El regreso de AC/DC a Chile genera tanta expectación como molestia. No solo por el precio de las entradas, que hace tambalear la vieja idea del rock como lenguaje popular, sino también por un detalle que parece menor, pero dice mucho: no habrá sillas. Nada de butacas ni zonas de descanso para un público que ya peina canas, que carga hijos, créditos y dolencias lumbares, pero que igual estará ahí, dispuesto a saltar -o al menos a intentarlo- cuando suene Thunderstruck.
Hay algo tragicómico en eso. El cuerpo envejece, pero el rito persiste. Los mismos que en 1996 sudaban juventud y cerveza en el Velódromo hoy revisan el cupo de la tarjeta de crédito y el precio del estacionamiento cerca del Nacional. Y, sin embargo, ahí estarán. Porque más allá del músculo, del oído o del bolsillo, AC/DC es una cita con la memoria. Con el ruido que alguna vez nos hizo sentir invencibles.
Sería un error, sin embargo, reducirlo todo a una anécdota sobre la vejez o la inflación. Lo que se juega en este retorno es el peso cultural de una banda que se volvió símbolo universal.

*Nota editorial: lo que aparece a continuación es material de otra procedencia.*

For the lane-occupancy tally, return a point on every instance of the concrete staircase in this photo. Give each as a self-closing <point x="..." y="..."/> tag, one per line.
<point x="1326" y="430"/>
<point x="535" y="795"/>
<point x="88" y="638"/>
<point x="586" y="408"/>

Una marca tatuada en el inconsciente colectivo. AC/DC no es solo rock: es un logo, una tipografía, un rayo convertido en sinónimo de energía y resistencia. En un mundo que cambia cada cinco minutos, ellos son lo opuesto: la persistencia como identidad.
Mientras otros se reinventaron, buscaron sofisticación o se rindieron al marketing de la nostalgia, AC/DC eligió la obstinación. Medio siglo tocando, básicamente, la misma canción. Y ese es su milagro: la coherencia absoluta. No hay baladas ni guiños a la moda, solo el mismo riff, el mismo trueno, la misma fe en que tres acordes todavía pueden mover el mundo. Esa terquedad, que en otros sería rutina, en ellos se vuelve mística. Un credo eléctrico que sus seguidores renuevan cada vez que suena Back in Black.

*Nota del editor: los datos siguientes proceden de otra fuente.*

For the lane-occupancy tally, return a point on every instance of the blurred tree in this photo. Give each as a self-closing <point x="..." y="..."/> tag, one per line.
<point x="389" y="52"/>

En Chile, el vínculo con la banda tiene una textura especial. Su debut en octubre del ‘96 fue más que un concierto: fue una ceremonia iniciática. Angus corriendo, Brian rugiendo, los cañones, las luces, la multitud gritando For Those About to Rock. Aquella noche el Velódromo del Nacional dejó de ser solo un escenario y se transformó en templo del rock. Muchos guardan esa fecha como una marca en el cuerpo, una memoria que todavía vibra cuando el amplificador vuelve a encenderse.
Treinta años después, AC/DC regresa ya no como emblema de modernidad, sino como rito de continuidad. Esta vez solo vuelven Angus Young y Brian Johnson, los sobrevivientes de una historia escrita con electricidad y sudor. Dos hombres grandes que encarnan esa vieja fantasía del rock como fuerza indestructible.
Volverán ellos, junto a nuevos compañeros, a tocar las mismas canciones ante una multitud que, aunque distinta, busca lo mismo: volver a sentirse parte de algo más grande que uno mismo. Por eso el precio de las entradas (la más barata cuesta 100 mil pesos), la voz cansada de Brian Johnson o la falta de sillas terminan siendo detalles menores. Lo esencial sigue ahí.
La noche del 11 de marzo de 2026, cuando el estadio se oscurezca y suenen las primeras campanas de Hells Bells, miles de personas -algunas con nietos, la mayoría con dolor de espalda- levantarán los brazos como si el tiempo no hubiera pasado. Porque AC/DC, en su forma más pura, representa esa fantasía hermosa: la idea de que el trueno no envejece.